# Black Streak & Mini Water Channel Cleaning.



## jeff28rsds (Jul 16, 2005)

Well. After two seasons now, it seems that the black streaks from the roof downspouts were upon me after every weekend? I washed the roof again this week, and noticed a nice think green & brown scum layer in the bottom of the water channel (gutter). I took out the ol' power washer on a real easy setting and blew it stainless steel clean. I am now hoping the the scum that washes out with the water will lessen the black streak. I'll update after a few rains and outings. I had to chuckle. As a kid, my grandma made me clean the gutters on her house every spring and fall! I guess I get to continue the routine on my TT too....


----------



## Katrina (Dec 16, 2004)

It never ends, does it?


----------



## PDX_Doug (Nov 16, 2004)

I'll bet at the time, it seemed like real pain.
Little did you know, grandma was preparing you for taking care of your future Outback.
Pretty smart old gal, I'd say!









Happy Trails,
Doug


----------



## wolfwood (Sep 19, 2005)

Which brings me back to MY activities this past weekend....
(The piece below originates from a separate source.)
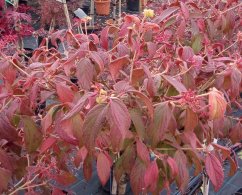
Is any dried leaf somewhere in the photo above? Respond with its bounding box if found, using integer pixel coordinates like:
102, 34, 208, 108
208, 88, 227, 120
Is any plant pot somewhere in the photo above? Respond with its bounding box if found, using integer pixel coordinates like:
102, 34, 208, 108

Tried to get the black streaks off the fiberglass....with the stuff the dealer said they use....and with little success (arm muscles have been built up, though







). I know there are lots of threads out there....but here's another one sitting right in front of me. What's the best product (that I can get ahold of) for getting this cr** off? btw, we do have several marine stores....ie. West Marine, etc. Is that a better source than the dealer?


----------



## California Jim (Dec 11, 2003)

Since I installed the gutter extensions I have never had a black streak. I also blast out the gutters with the hose 2-3 times a year. It really works well


----------



## jeff28rsds (Jul 16, 2005)

Yeah, I bought them too....Never seems to be enough time to get them on though. I think I'll get that going ASAP now too. Thanks for the 411 on that.



California Jim said:


> Since I installed the gutter extensions I have never had a black streak. I also blast out the gutters with the hose 2-3 times a year. It really works well
> 
> 
> 
> ...


----------



## wolfwood (Sep 19, 2005)

I've got gutter extensions AND black streaks!!!
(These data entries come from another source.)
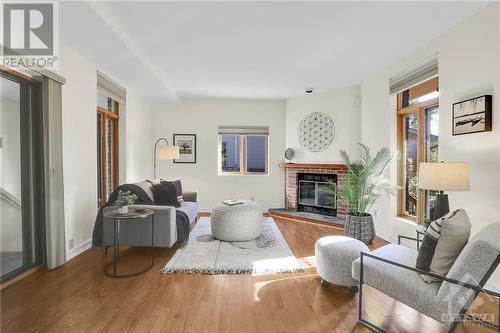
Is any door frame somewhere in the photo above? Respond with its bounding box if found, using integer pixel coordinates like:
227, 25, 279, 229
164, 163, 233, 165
0, 69, 46, 284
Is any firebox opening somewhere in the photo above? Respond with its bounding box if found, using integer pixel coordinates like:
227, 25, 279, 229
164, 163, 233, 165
297, 173, 337, 216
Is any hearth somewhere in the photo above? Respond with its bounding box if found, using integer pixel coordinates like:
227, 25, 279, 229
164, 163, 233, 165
297, 173, 337, 216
In fact, most (not all) of the streaking is just below the extensions







(btw, ... if it matters.... Puff lives in a field ... no trees within 50 feet and even those are smaller than the TT)


----------



## camping479 (Aug 27, 2003)

wolfwood said:


> I've got gutter extensions AND black streaks!!!
> 
> 
> 
> ...


Which extensions do you have?? Mine extend away from the trailer by about 3 inches so very little water gets on the trailer unless they get clogged.

Mike


----------



## 1stTimeAround (Sep 22, 2004)

I can't imagine, NEVER having black streak. I have the gutter extensions, clothespins before that. As I have said before, my black streaks do not come off the end of the gutter so much, as the middle areas. I seem to collect many more black streaks on the drivers side of the Outback. The area near the dinette and the sofa slide are the worst for me.
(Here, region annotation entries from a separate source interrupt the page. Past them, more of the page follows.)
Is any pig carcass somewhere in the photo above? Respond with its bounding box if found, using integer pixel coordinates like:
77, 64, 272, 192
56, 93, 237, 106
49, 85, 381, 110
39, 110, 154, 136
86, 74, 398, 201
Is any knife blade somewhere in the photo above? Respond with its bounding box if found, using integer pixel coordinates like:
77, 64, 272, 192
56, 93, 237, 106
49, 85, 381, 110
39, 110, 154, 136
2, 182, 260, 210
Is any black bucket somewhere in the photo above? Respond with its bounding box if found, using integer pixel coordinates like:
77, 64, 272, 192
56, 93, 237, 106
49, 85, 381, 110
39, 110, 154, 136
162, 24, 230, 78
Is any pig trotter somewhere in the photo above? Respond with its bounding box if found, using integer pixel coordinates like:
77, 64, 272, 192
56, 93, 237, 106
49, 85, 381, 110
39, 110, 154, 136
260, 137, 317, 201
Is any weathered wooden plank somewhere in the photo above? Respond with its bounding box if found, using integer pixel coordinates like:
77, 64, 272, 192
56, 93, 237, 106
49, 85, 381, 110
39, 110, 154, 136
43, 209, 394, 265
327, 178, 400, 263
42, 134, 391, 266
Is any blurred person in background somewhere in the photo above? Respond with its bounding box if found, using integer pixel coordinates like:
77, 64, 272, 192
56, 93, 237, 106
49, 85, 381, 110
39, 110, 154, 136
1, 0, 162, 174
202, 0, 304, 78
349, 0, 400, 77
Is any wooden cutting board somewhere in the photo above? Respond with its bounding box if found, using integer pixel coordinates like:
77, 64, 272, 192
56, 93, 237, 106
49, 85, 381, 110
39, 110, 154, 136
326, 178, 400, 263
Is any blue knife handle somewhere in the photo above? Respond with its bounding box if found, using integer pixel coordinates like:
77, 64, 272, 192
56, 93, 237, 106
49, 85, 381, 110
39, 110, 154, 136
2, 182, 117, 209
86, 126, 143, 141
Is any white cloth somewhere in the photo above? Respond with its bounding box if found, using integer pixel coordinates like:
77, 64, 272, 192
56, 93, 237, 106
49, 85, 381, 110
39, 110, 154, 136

I used the black streak cleaner from Walmart two weeks ago and it did a so-so job. That is why this past Saturday, I washed and waxed the Outback. You want your black streaks gone entirely, that is the way to go. Came of and left the areas squeaky clean.

Good luck!!! I wish to one day be able to say that I NEVER get black streaks!!

Jason


----------



## California Jim (Dec 11, 2003)

Really, no kidding...never. Perhaps the fair weather of Southern California has something to do with it









Also, my gutters are not leaking in the middle area. They just drain out at the ends and the extensions don't allow the water to hit the sides. I also have the extensions on the gutter installed on the slideout.

I have a mostly full spray bottle of Thetford "Black Streak Remover" that really worked well when I needed it. Now it's just getting dusty.


----------



## PDX_Doug (Nov 16, 2004)

jeff28rsds said:


> Yeah, I bought them too....Never seems to be enough time to get them on though. I think I'll get that going ASAP now too..


Jeff,

If you are looking to block out time for this, it takes longer to climb up the ladder than to put them on. It is a good opportunity to check over the roof though.









I found the same thing as Jason. I have never had black streaks bad, and when I last washed the Outback there was still a faint shadow from them. But the waxing - oddly enough - took them off completely. I was afraid waxing might make the shadows all but permanent, but to the contrary, it wiped them clean!









Happy Trails,
Doug


----------



## schellshock (Aug 2, 2005)

Wolfwood,

I use Meguiars Cleaner Wax. I use a polishing/buffer to apply and then wipe the haze off by hand. I had to apply a little pressure at first to remove the black streaks because they had been on there since last year.







I have had very good results with this product and I purchased it at West Marine.










Congrats on 2000









Jim


----------



## wolfwood (Sep 19, 2005)

schellshock said:


> Wolfwood,
> 
> I use Meguiars Cleaner Wax. I use a polishing/buffer to apply and then wipe the haze off by hand. I had to apply a little pressure at first to remove the black streaks because they had been on there since last year.
> 
> ...


Wow! Thanks Jim!!! Always looking for an excuse to go into West!!!!







I'll give it a try!!!


----------



## countrygirl (Apr 9, 2006)

Katrina said:


> It never ends, does it?
> [snapback]130385[/snapback]​


I agree...it never does.


----------